Date: 2003-10-31 (Fri)
ドナルド・E・ウエストレイク著。

鉤 (文春文庫)

鉤 (文春文庫)

今頃ようやく読みました。こんなこと書いて翻訳されなくなると困るんだけど、なんでこれを出版したのか不明だ。
アイディアも『見知らぬ乗客』で、二人の作家の話も古典的で「ダーク・ハーフ」なんていうのもあるしなあ。
ストーリーがサスペンスとして上滑りなのが気になる。
二人の作家が、時間が経って再び会うと成功者と失敗者に別れていて、成功者の悩みを解決して両者がともに利益を得るために悪魔の契約をする物語を、ある意味悪意とは別の幸運な悪魔の側から描くという試みは面白い。
しかし、本来話が展開していくうちに、登場人物たちの内面が変化していき、思わぬ方向に進むはずが、一方の登場人物たちの心境の変化が無いため、結果として、片方の人物だけが追いつめられるだけで読んでいる方はなんで?と納得がいかない。
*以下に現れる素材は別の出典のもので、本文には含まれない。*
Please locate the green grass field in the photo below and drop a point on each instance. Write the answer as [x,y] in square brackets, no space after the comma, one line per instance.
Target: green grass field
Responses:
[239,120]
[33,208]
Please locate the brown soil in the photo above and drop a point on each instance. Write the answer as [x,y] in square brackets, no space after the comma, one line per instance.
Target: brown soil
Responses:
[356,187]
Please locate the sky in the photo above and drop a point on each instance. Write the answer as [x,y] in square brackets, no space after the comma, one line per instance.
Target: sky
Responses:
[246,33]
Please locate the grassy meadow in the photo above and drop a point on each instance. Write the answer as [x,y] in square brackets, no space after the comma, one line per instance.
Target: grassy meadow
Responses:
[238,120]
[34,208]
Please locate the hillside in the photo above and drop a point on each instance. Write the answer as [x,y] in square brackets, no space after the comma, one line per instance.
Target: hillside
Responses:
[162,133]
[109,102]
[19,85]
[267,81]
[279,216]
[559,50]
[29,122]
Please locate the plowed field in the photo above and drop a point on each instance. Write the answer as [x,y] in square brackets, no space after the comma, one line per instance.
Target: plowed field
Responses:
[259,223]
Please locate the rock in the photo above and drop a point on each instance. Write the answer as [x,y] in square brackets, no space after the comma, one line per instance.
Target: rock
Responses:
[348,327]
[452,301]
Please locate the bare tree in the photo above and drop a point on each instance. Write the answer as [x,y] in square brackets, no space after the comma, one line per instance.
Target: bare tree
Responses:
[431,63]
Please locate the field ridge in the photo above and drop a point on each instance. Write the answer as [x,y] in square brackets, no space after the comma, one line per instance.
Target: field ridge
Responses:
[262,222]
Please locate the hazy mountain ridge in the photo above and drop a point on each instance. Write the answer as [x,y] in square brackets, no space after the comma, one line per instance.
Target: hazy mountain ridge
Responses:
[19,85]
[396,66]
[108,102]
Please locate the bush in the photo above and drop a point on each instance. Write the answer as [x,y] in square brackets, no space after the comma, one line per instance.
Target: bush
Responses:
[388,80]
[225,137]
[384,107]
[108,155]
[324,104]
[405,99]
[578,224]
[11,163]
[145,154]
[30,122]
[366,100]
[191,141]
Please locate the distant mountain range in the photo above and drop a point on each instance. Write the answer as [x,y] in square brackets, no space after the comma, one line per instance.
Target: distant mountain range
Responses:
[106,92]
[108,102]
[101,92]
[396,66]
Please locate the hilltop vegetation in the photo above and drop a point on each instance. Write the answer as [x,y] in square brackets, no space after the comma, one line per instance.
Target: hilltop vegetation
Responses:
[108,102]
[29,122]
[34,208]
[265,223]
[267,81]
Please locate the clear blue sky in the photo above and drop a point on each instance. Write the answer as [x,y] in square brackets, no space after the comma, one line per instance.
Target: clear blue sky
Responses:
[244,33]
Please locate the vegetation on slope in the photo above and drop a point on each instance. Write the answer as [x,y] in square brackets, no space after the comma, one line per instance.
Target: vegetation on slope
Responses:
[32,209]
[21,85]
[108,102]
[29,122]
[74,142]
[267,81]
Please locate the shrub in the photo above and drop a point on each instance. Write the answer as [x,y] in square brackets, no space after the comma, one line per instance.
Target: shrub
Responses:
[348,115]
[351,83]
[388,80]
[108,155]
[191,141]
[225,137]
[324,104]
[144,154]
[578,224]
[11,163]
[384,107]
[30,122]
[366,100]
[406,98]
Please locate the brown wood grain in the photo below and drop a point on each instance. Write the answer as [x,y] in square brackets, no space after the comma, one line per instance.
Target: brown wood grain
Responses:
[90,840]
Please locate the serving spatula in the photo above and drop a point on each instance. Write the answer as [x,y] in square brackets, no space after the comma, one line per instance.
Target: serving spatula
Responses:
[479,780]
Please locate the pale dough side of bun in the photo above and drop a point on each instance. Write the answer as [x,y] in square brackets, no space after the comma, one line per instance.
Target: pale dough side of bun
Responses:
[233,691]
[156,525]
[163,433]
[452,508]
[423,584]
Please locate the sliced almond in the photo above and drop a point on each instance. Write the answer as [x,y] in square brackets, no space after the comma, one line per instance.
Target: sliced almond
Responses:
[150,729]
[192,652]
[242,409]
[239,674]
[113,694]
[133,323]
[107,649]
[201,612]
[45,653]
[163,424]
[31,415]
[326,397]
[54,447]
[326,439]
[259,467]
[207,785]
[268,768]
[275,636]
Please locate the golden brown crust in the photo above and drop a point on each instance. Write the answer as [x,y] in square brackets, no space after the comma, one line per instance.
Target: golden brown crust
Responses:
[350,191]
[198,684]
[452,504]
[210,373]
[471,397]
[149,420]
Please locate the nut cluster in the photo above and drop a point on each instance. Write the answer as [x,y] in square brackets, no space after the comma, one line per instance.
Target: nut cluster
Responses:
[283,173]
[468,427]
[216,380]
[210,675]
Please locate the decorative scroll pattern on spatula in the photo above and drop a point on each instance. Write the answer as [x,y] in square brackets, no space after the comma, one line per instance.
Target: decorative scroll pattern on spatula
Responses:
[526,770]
理屈としてそうすることでありきたりなサスペンスを回避したいというのはわかるのだけどもねえ。
珍しく観念的な作品でした。ふたりの人物を等分にそれぞれ描こうとしたのが、うまくいかなかった原因かもしれない。映像化なら良いかもしれない。ついでに言えば小説家というアイディアもうまく機能していないのですよね。二人の描き分けが今ひとつ…。